Duplicate images are costing Australian local governments and cultural institutions thousands of dollars each year in redundant storage, repeated licencing fees and staff hours spent manually sorting through bloated digital archives. For a regional city like Ballarat, where every capital dollar is already stretched across competing priorities — from Ballarat Health Services expansion to Sovereign Hill's ongoing grant-funded restoration work — the inefficiency has real consequences.
The trigger for renewed attention is a broader shift in how public-sector IT departments are auditing their digital asset holdings. Across Victoria, councils undertaking digital transformation reviews in 2025 and 2026 have found that duplicate or near-duplicate image files routinely account for between 20 and 35 per cent of total file storage in document management systems, according to findings published by the Victorian Auditor-General's Office in its 2024-25 digital infrastructure review cycle. That is storage capacity being paid for twice, three times, or more.
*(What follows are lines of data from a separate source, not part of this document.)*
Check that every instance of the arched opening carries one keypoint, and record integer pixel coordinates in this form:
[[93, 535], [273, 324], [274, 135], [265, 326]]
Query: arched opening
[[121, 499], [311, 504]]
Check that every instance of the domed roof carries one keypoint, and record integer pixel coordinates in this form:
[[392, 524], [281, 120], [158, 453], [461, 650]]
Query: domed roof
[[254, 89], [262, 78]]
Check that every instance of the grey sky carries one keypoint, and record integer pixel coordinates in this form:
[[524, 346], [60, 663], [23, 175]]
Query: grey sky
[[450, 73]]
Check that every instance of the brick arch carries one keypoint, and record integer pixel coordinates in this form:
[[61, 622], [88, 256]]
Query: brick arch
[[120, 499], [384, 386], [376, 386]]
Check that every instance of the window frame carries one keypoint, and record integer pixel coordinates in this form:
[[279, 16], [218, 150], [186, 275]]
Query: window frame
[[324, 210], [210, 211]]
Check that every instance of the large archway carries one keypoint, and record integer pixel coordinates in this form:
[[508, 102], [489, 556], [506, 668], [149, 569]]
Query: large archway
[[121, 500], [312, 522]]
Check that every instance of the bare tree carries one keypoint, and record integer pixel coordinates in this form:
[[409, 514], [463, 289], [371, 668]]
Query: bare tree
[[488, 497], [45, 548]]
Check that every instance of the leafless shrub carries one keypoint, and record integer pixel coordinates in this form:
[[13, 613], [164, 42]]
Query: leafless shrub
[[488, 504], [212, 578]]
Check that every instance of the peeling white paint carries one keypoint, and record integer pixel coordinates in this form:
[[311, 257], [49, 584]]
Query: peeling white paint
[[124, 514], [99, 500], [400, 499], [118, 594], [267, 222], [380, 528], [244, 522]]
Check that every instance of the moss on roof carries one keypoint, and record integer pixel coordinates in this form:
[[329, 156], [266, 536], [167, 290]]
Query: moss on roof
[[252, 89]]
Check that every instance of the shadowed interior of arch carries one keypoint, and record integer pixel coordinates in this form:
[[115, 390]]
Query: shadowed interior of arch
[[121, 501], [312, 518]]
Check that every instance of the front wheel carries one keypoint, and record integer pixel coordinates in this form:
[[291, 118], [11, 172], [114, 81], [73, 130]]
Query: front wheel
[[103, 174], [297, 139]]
What the Numbers Actually Look Like on the Ground
The City of Ballarat manages digital records across multiple departments including planning, heritage, communications and tourism. Cloud storage costs for Victorian local governments of comparable size typically run between $80,000 and $150,000 annually depending on data volume and service tier, based on publicly available Local Government Victoria procurement guidance. If duplicate image files represent even a quarter of that stored data, the redundant spend runs into tens of thousands of dollars per year — money that could fund a community grants round or contribute to the Bridge Mall precinct streetscape renewal that ratepayers have been pushing for.
The problem is compounded at heritage organisations. Sovereign Hill on Bradshaw Street, which draws on a combination of ticket revenue, Tourism Victoria grants and federal arts funding, maintains an extensive photographic archive spanning decades of costumed interpretive programming. Archives of that kind — with images taken at recurring seasonal events, multiple staff photographing the same demonstrations — are particularly vulnerable to duplication. Industry benchmarks from the Digital Preservation Coalition suggest heritage institutions can accumulate duplicate image rates as high as 40 per cent in unmanaged collections.
The Art Gallery of Ballarat on Lydiard Street North faces similar pressures. Acquisitions documentation, exhibition photography and loan records generate large volumes of images, and without automated deduplication tools baked into collection management software, staff must identify and remove duplicates manually. At an average administrative labour cost of around $45 per hour — consistent with VPS Grade 3 equivalent rates — a single audit of a 10,000-image archive can represent 30 to 50 hours of staff time, or roughly $1,350 to $2,250 in labour alone, before any remediation work begins.
Tools, Policies and the Next Steps for Regional Organisations
Deduplication technology has matured considerably. Software tools using perceptual hashing — a method that identifies visually similar images even when file names differ — can now process tens of thousands of images in hours rather than days. Licensing for mid-tier platforms typically runs between $2,000 and $8,000 annually for an organisation of 50 to 200 staff, a cost that most analysts say pays for itself within one to two budget cycles when set against storage savings and reduced manual labour.
For Ballarat's public organisations, the practical path forward involves three steps: a baseline audit to establish what proportion of existing image holdings are duplicates, a decision on whether automated or manual deduplication is appropriate given collection sensitivity, and a policy update to prevent the problem from rebuilding. Heritage collections in particular require careful handling — an image that appears identical may carry different metadata, provenance notes or rights clearances, making automated deletion risky without human review built into the workflow.
The City of Ballarat's digital transformation program, flagged in its 2024-2028 Council Plan, provides an existing policy vehicle for this kind of reform. Organisations waiting for a dedicated grant or external funding push are likely to wait longer than the savings justify. The data argues for acting now.